The Federal government has until October 2022 to enact another spending bill for FY 2023, and the release of the President’s budget in late March kicked off the official budget appropriations season.
House Representatives had until last Friday, April 29, to submit their priorities to the House Appropriations Committee, while Senators have until May 13 to submit their priorities to the Senate Appropriations Committee. Appropriations leaders in the House and Senate met last Thursday, April 28, to begin negotiations over topline spending levels for both defense and non-defense discretionary programs in FY23. Senate Appropriations Chair Patrick Leahy (D-VT) noted he believes that he and his colleagues will reach an agreement on topline spending in the coming weeks. After reaching such an agreement, appropriators will be tasked with dividing up allocations among 12 spending packages and setting what are known as “302(b) allocations,” which determine total funding for each spending package.
Currently, Congress is not expected to pass the Budget by midterms and thus would likely need to enact a continuing resolution (CR) to extend the deadline. If a new party takes control of the House after the midterms, the CR would likely be extended into the new year to allow the new Congress to have a say in the final budget.

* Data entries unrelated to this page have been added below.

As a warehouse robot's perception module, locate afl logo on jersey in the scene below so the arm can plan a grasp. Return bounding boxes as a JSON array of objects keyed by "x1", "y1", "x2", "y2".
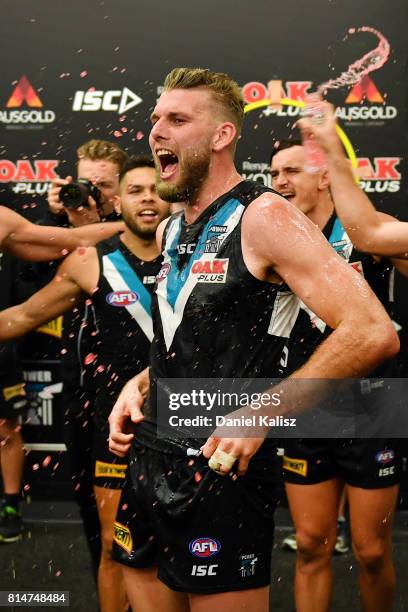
[
  {"x1": 156, "y1": 263, "x2": 171, "y2": 283},
  {"x1": 188, "y1": 538, "x2": 221, "y2": 559},
  {"x1": 375, "y1": 448, "x2": 395, "y2": 463},
  {"x1": 106, "y1": 291, "x2": 139, "y2": 306}
]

Democrats are embarking on one last attempt to revive a social spending bill ahead of the midterm election, but all parties have been keeping the last try relatively quiet. Sen Joe Manchin (D-W.Va.) recently convened a bipartisan energy and climate group and insists it is separate from any talks of a party-line reconciliation bill, but chances of success for either arrangement still seem slim. Some members of Congress fear that trying to negotiate a bipartisan climate deal, which is very unlikely to advance this year, will distract from and further delay reconciliation discussions.